Recalling the second of Benedict XVI's '9/12s'
After Regensburg in 2006, his 2007 address to the French cultural elite in Paris
on how the medieval monks' search for God also led to the rebirth of Western
civilization two centuries after the fall of the Roman empire


Sept. 19, 2018

That Rod Dreher's The Benedict Option” is truly “the most important religious book of the decade” - as David Brooks predicted in the “New York Times” - is now beyond a doubt [That's a rather dubious sweeping statement to make], seeing how the discussion it has generated has come to involve even the highest levels of the Catholic Church.

In presenting this book last week in a meeting room of the Italaian Parliament's Chamber of Deputies, Archbishop Georg Gänswein, Joseph Ratzinger’s secretary before and after his resignation from the papacy, did not hesitate to bring the two last popes into the discussion when he said,

“Even Benedict XVI from the moment of his resignation conceived of himself as an elderly monk who feels it his duty to dedicate himself above all to prayer for Mother Church, for his successor Francis and for the Petrine ministry instituted by Christ himself.”


Of course, the Benedict of the “option” - in the book by the American writer Rod Dreher, a Protestant turned Catholic and then Orthodox - is not Papa Ratzinger, but Saint Benedict of Norcia, the great monk of the fifth and sixth centuries who gave rise to a formidable rebirth of Christian faith and culture in the chaos that followed the collapse of the Roman empire.

But the other Benedict, the pope, evoked precisely that rebirth in his memorable address - absolutely worth rereading - of September 12, 2008 in Paris, at the Collège des Bernardins, essentially proposing that the Catholics of today take up and bring to life again the lesson of that great Benedictine monasticism, at the present juncture of civilization:
> "Quaerere Deum"

It cannot be said, however, that his successor finds himsekf in harmony with this vision, according to at least two indications.

The first is the direct attack that La Civiltà Cattolica carried out last January on the book by Dreher, dismissing its “option” as the heresy of a Christianity made up only of the “pure”:
> Saint Benedict in the 21st Century. But "La Civiltà Cattolica" Condemns Him to the Stake

It must be kept in mind that Civiltà, edited by the Jesuit Antonio Spadaro, is not just any magazine, but is printed after every one of its articles has been inspected at the Vatican. Moreover, Spadaro is among the few who have the closest symbiosis with the current pope.
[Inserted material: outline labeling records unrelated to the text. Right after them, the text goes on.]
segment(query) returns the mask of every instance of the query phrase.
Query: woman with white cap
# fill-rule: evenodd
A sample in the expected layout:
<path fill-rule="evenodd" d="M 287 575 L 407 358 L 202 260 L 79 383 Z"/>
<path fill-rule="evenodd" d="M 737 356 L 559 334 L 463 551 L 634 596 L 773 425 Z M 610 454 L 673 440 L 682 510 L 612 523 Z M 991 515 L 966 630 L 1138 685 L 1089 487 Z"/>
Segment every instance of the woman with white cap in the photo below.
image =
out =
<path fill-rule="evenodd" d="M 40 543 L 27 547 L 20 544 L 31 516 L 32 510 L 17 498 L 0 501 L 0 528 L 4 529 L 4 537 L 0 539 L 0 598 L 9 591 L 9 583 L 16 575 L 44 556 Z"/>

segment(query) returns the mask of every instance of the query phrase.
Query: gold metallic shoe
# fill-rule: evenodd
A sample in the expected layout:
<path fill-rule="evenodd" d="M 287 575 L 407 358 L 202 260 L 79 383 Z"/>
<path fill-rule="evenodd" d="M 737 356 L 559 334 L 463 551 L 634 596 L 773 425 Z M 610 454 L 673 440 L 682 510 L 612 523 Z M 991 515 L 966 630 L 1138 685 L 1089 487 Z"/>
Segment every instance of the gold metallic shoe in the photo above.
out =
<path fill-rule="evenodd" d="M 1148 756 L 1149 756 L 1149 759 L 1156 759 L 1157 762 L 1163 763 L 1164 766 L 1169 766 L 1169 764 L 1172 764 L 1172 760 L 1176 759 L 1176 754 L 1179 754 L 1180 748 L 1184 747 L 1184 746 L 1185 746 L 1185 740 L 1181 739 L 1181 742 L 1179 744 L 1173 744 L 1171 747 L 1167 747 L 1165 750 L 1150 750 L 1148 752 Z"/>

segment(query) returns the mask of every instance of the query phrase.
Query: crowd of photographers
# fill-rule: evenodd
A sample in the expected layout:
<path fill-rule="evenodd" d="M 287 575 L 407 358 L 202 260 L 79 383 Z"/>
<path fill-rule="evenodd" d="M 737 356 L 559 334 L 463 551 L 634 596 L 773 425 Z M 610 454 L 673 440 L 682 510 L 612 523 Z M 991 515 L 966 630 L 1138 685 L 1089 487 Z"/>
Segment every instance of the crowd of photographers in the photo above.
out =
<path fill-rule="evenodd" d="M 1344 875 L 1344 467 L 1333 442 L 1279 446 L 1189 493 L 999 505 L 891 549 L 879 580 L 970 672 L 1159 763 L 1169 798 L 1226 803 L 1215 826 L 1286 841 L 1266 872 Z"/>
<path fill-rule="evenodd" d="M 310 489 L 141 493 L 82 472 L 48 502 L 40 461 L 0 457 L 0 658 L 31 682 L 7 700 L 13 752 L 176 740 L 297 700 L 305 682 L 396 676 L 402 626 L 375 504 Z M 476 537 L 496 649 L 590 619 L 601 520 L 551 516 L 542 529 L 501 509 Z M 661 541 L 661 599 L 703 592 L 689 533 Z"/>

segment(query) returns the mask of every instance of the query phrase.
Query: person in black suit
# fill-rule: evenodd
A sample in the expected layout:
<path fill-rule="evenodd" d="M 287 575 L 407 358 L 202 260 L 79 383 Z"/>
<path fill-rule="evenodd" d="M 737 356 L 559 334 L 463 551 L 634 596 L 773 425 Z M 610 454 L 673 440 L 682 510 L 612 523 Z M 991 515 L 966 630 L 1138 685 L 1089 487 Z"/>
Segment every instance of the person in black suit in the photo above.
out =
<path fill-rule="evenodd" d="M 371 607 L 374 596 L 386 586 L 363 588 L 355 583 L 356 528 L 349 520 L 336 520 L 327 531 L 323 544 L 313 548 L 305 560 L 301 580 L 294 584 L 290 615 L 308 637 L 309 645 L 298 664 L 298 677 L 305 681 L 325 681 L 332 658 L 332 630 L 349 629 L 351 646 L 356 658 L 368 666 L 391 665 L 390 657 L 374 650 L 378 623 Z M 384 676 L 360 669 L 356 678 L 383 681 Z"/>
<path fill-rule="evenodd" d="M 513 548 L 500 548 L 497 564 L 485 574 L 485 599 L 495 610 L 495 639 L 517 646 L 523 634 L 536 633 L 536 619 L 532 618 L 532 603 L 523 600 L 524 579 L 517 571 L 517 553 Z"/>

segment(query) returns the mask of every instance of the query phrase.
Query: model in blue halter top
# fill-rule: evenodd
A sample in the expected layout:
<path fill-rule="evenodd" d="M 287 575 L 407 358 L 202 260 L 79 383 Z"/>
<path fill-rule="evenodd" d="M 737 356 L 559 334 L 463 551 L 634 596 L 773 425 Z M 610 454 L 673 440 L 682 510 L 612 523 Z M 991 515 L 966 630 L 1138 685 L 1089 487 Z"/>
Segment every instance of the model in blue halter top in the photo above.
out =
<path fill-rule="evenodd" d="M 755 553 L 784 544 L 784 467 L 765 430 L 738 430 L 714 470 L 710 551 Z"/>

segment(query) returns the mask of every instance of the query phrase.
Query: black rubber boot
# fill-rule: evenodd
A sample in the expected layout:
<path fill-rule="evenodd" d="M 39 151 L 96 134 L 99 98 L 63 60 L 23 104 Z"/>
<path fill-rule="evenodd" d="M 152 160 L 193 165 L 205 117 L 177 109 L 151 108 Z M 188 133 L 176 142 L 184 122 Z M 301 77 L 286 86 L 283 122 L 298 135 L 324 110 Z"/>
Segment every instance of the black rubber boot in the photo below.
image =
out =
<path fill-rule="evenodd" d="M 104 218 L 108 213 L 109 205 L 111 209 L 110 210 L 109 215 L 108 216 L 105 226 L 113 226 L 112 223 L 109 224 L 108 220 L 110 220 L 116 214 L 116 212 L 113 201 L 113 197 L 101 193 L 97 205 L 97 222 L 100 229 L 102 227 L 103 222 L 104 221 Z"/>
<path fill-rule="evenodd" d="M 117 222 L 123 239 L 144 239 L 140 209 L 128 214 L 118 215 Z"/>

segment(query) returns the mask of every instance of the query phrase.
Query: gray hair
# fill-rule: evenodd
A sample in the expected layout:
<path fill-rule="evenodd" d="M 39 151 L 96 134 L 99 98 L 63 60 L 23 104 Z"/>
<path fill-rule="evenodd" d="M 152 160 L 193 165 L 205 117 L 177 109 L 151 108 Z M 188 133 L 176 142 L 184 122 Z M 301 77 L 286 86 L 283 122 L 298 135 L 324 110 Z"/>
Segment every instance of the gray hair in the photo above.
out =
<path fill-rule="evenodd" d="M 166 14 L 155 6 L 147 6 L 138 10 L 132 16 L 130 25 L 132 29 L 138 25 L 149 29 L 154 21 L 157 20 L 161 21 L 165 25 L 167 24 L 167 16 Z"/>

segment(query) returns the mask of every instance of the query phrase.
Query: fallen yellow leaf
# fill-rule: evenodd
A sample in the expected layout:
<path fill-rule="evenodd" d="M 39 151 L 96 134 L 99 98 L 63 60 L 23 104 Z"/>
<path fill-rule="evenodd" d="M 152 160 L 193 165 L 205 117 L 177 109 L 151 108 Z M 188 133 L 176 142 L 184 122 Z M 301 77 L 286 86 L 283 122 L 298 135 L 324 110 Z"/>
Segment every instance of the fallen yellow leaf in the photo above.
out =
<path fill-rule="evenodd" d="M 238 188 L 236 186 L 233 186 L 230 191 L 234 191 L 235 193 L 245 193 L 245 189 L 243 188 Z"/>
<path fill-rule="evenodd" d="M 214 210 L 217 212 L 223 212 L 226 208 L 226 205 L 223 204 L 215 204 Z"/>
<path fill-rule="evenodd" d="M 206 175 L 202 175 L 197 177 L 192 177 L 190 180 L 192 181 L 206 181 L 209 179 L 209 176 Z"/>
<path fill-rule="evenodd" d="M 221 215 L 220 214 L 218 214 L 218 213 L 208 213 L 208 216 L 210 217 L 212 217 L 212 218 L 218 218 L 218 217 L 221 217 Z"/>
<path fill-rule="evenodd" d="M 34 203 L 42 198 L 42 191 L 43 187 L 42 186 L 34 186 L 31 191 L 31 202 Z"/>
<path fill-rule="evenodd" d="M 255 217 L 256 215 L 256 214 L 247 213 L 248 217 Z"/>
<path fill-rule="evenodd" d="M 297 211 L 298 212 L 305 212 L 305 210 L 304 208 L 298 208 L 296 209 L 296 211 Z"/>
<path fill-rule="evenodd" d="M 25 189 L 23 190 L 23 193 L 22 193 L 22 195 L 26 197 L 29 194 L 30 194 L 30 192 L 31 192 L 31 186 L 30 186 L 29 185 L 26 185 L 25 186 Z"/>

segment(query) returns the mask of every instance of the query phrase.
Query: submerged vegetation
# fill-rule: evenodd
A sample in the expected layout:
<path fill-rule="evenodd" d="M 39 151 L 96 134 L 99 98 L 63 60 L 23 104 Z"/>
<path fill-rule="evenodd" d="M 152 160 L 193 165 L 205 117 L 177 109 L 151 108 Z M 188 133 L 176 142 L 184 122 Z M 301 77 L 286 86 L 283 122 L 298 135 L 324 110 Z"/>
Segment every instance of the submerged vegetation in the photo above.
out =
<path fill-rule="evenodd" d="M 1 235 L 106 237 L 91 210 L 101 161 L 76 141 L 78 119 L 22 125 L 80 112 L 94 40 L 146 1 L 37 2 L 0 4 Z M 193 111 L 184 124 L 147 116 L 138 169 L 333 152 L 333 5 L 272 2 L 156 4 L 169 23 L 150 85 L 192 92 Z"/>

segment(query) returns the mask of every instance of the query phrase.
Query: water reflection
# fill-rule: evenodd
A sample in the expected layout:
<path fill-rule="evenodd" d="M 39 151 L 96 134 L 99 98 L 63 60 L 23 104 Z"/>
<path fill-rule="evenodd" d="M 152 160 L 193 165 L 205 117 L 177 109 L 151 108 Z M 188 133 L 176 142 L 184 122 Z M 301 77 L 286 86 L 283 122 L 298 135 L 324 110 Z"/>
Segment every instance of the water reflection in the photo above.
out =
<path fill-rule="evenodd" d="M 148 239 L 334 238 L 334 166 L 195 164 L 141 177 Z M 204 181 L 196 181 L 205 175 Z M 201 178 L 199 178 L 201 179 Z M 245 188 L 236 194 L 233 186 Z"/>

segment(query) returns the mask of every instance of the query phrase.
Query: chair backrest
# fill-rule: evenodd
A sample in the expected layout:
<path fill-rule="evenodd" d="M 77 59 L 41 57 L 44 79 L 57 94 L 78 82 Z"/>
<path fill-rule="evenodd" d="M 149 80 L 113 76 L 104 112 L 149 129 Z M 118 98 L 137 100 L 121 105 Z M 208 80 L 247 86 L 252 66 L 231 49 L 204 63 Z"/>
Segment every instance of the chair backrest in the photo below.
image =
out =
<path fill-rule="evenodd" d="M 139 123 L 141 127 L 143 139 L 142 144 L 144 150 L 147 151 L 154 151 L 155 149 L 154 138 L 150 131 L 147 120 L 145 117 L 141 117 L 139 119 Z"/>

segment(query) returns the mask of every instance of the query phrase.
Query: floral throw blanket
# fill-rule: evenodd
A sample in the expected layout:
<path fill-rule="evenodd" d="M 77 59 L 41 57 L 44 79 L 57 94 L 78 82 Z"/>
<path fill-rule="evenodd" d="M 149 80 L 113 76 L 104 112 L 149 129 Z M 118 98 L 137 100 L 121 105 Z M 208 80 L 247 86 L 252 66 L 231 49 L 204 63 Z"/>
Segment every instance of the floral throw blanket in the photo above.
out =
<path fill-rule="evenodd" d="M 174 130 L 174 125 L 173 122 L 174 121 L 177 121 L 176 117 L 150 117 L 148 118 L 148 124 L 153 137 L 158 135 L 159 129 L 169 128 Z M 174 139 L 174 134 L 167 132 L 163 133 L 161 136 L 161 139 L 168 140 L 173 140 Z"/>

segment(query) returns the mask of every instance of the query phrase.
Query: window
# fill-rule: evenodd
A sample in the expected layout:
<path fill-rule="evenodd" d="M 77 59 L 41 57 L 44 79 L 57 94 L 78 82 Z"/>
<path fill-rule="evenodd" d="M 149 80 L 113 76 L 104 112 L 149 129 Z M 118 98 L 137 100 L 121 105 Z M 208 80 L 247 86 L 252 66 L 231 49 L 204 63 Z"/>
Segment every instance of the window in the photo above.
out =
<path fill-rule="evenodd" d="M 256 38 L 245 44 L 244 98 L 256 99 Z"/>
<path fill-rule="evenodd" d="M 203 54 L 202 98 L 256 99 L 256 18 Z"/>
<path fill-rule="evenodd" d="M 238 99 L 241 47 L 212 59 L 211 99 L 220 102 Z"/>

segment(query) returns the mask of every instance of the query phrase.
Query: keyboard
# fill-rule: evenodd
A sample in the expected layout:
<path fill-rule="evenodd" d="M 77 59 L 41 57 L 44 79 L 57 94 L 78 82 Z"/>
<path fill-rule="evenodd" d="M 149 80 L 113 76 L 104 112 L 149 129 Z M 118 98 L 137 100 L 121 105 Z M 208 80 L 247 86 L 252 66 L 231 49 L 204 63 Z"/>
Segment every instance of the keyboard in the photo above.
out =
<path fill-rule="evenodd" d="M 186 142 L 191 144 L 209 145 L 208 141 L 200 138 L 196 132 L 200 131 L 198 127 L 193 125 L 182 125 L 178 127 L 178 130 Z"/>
The other indication is more recent, namely, the cold shower with which Francis has doused monasticism, through the apostolic constitution “Vultum Dei quaerere” of 2016 and with the subsequent applicational instruction “Cor orans” of 2018, undermining the material and spiritual autonomy of the monasteries and requiring them to federate under the bureaucratic command of authorities outside of themselves.

The two documents concern female monasticism, but they are the expression of a more general lack of appreciation that Francis has repeatedly shown for the contemplative life with respect to the active life, going so far as to say for example, in the exhortation "Gaudete et exsultate” on the call to holiness in the contemporary world:

"It is not healthy to love silence while fleeing interaction with others, to want peace and quiet while avoiding activity, to seek prayer while disdaining service… We are called to be contemplatives even in the midst of action."


The heavy-handedness of this attack on the contemplative life has been noted with great concern in many monasteries, to which expression has been given by the vaticanista Aldo Maria Valli in this three-part analysis, published in a few days ago:
> Qualcuno vuole liquidare il monachesimo? (Does someone wish to liquidate monasticism?)
> Se nel nome del rinnovamento si distrugge la vita contemplativa (If, in the name of renewal, contemplative life is destroyed...)
> Con lo sguardo rivolto al mondo, non a Dio. Ovvero come snaturare la vita contemplativa (With eyes turned to the world, not to God: How to denature the contemplative life)
[Which 3 articles I am in the process of translating but have not completed]


Naturally, all is not sunny in modern-day Benedictine monasticism, especially in the men's communities, which are marked here and there by lapses and degeneracies that are in some cases quite serious. But Dreher’s proposal, and even more authoritatively that of Benedict XVI in the address at the Collège des Bernardins, wager everything on that quaerere Deum, that “seeking God” which is uniquely at the origin of the monastic life in addition to being a wellspring of civilization, and which must be revived today in its creative authenticity.

It is no coincidence that the latest book by Cardinal Robert Sarah - who shares this vision and is well known to be at the polar opposite of Pope Francis’s approach - bears the characteristically monastic title Against the Dictatorship of Noise, includes an illuminating conversation with the prior of the Grande Chartreuse, and opens with a preface by Joseph Ratzinger:
> Cardinal Sarah Has the Pope On His Side. But His Name Is Benedict

Dreher’s “option” leaves itself open to not a few criticisms, especially on account of its insistence on an “escape” from the world in order to rebuild Christian existence in small, self-contained communities, as in “an ark before the flood comes,” as Reggio Emilia bishop Massimo Camisasca objected.

In discussing the book in the author’s presence in Rome, this criticism was aimed at Dreher by both the editor of L'Osservatore Romano,” Giovanni Maria Vian, and the founder of the newspaper Il Foglio, Giuliano Ferrara, a great atheist-admirer of Ratzinger.

Dreher’s response is that in any case “we ordinary Christians must work to make our faith more monastic.”

But that’s just the point. The great monasticism founded by Benedict did not separate itself from the world. On the contrary, it made a decisive contribution to building modern European civilization, founded on the concepts of the person and of freedom.

If today the “dictatorship of relativism” so roundly denounced by Benedict XVI reigns supreme, it is inevitable that the two linchpins, the person and freedom, will also fall apart.

But this is one more reason why Christians as a “creative minority” should not withdraw in private or into works of charity - as the world desires and applauds - but should continue to work in the public sphere, in the light of quaerere Deum. Doing precisely what Pope Benedict always preached with consistency, not only in the address at the Collège des Bernardins that marked the pinnacle of his pontificate.

Since that address of September 12, 2008, ten years have gone by. If it is true that the Catholic Church as well has had “its September 11” - as Monsignor Gänswein said in commenting on Dreher’s book, referring to the catastrophe of sexual abuse - why not also mark September 12 on the calendar of history as the start of a journey of rebirth for Christianity and civilization? [Except, of course, that the intended rebirth has been so violently interrupted and indefinitely put off by the current pontificate and its unregenerate and increasingly rabid anti-Catholicism.]